Friday, July 30, 2010
COLOMBIA'S PRESENTATION to the Organization of American States about Venezuela's hosting of the FARC terrorist movement prompted a flurry of speculation about the motives of Álvaro Uribe, Colombia's outgoing president. Why, it was asked, did he want to end his eight years in office in another confrontation with Venezuelan strongman Hugo Chávez? Could he be trying to sabotage his successor, Juan Manuel Santos, who is due to take office on Aug. 7?
Allow us to offer a simple explanation: Mr. Uribe, who has devoted his presidency to rescuing Colombia from armed gangs of both the left and the right, is deeply frustrated by Venezuela's continuing support for the FARC -- and by the failure of the international community to hold Mr. Chávez accountable for it. Before leaving office, Mr. Uribe felt compelled to make one more effort to call attention to a problem that, were it occurring in the Middle East, would surely be before the U.N. Security Council.

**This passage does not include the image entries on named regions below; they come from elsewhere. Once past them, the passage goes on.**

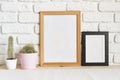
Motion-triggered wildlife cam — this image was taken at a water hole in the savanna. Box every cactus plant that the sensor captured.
[8,36,14,59]
[20,44,36,54]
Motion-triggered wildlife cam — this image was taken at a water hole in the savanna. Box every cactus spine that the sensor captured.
[8,36,13,58]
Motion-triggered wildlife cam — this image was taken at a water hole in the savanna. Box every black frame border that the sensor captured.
[81,32,109,66]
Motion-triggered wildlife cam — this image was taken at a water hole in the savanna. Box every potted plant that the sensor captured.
[19,44,38,69]
[6,36,17,69]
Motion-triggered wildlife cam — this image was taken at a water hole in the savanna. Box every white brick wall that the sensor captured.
[0,0,120,65]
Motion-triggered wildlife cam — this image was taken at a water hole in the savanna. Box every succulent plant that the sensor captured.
[8,36,14,58]
[19,44,37,54]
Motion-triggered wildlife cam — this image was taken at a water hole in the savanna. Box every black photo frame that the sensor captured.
[81,32,109,66]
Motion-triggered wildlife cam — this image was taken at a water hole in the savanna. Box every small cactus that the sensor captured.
[19,44,36,54]
[8,36,14,58]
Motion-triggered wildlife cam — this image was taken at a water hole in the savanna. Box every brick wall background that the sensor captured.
[0,0,120,65]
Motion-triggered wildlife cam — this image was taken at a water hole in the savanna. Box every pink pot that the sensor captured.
[19,53,38,69]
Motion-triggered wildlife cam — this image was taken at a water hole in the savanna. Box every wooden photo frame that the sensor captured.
[40,11,81,66]
[82,32,109,66]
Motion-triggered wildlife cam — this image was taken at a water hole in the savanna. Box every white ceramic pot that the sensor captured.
[6,59,17,69]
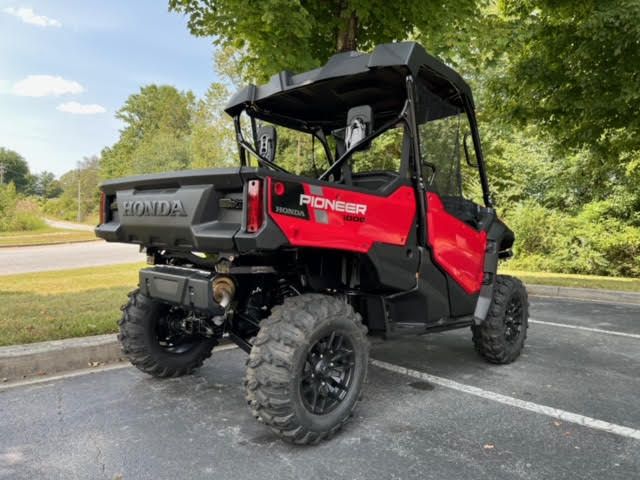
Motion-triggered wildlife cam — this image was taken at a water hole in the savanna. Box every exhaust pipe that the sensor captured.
[211,276,236,309]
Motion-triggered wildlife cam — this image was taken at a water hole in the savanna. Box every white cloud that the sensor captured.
[11,75,84,97]
[56,102,106,115]
[4,7,62,27]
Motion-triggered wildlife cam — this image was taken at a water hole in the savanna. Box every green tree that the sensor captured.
[485,0,640,211]
[169,0,480,80]
[191,83,238,168]
[100,85,196,178]
[28,170,62,198]
[0,147,29,193]
[44,156,100,222]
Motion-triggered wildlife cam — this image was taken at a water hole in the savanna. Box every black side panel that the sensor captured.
[418,249,453,323]
[447,275,478,317]
[387,248,450,324]
[367,239,419,290]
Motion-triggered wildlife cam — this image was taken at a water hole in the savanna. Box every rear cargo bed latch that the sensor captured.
[218,197,242,210]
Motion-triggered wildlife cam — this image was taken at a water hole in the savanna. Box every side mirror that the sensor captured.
[462,132,478,168]
[344,105,373,151]
[256,125,278,163]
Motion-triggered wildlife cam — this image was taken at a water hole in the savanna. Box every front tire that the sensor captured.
[245,294,369,444]
[118,290,217,378]
[471,275,529,364]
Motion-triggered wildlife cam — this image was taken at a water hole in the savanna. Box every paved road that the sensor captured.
[0,241,144,275]
[0,299,640,480]
[44,218,94,232]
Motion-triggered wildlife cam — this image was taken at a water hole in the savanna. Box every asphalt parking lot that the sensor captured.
[0,298,640,480]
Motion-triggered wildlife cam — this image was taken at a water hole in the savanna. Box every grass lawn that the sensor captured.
[0,263,640,346]
[0,227,96,247]
[500,268,640,292]
[0,263,144,346]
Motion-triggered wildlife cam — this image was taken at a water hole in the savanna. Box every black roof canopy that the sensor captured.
[225,42,473,131]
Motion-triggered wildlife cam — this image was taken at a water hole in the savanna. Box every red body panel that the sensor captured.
[427,192,487,294]
[268,178,416,253]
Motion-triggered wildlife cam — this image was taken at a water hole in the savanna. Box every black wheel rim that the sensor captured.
[300,331,355,415]
[504,295,524,343]
[156,309,197,355]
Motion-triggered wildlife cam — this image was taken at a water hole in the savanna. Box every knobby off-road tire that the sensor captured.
[245,294,369,444]
[118,290,217,378]
[471,275,529,364]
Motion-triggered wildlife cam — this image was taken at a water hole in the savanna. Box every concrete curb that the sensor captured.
[527,284,640,305]
[0,238,104,249]
[0,334,124,382]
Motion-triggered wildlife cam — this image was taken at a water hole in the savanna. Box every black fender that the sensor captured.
[473,208,515,325]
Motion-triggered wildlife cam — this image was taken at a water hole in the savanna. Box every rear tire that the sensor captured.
[118,290,217,378]
[471,275,529,364]
[245,294,369,444]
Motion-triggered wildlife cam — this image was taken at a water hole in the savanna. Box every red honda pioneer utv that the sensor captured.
[96,42,528,444]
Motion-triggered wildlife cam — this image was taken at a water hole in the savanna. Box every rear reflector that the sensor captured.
[247,180,264,233]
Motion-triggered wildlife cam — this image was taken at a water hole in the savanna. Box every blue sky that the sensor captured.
[0,0,216,175]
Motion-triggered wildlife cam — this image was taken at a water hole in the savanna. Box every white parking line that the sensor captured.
[529,318,640,338]
[0,344,238,392]
[371,360,640,440]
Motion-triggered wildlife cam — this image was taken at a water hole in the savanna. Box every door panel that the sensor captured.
[427,192,487,295]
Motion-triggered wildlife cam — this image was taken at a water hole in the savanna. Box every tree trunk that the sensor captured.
[336,10,358,52]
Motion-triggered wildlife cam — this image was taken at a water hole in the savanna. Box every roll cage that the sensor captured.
[225,42,493,208]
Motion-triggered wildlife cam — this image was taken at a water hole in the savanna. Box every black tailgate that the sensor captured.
[96,168,243,251]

That Venezuela is backing a terrorist movement against a neighboring democratic government has been beyond dispute since at least 2008, when Colombia recovered laptops from a FARC camp in Ecuador containing extensive documentation of Mr. Chávez's political and material support.Colombia's presentation to the OAS last week contained fresher and more detailed intelligence. Ambassador Luis Alfonso Hoyos supplied precise map coordinates for several of the 75 FARC camps that he said had been established on Venezuelan territory and that harbor some 1,500 militants. He showed photos and videos, including one of a top commander from another Colombian terrorist organization, ELN, sipping Venezuelan beer on a popular Venezuelan beach.
Mr. Chávez responded with predictable bluster, breaking off relations with Bogota and threatening (not for the first time) to cease oil exports to the United States. Another crisis with Colombia probably benefits the caudillo, who is desperate to distract attention from his country's imploding economy and soaring violence.
Nevertheless, the question remains: Will other democracies support Colombia against this flagrant violation of international law? The Obama administration is characteristically lukewarm. The State Department, which has designated the FARC a terrorist organization, said it found Colombia's allegations "persuasive" but limited itself to supporting "a transparent international process" to investigate them. Perhaps more consequentially, one of the leading candidates in Brazil's presidential election campaign, José Serra, said "it is undeniable that Chávez is sheltering these FARC" militants. Under outgoing president Luiz Inácio Lula da Silva, Brazil has been one of Mr. Chávez's chief apologists and enablers. Were that support to be withdrawn, Mr. Chávez might have to rethink his terrorist alliance.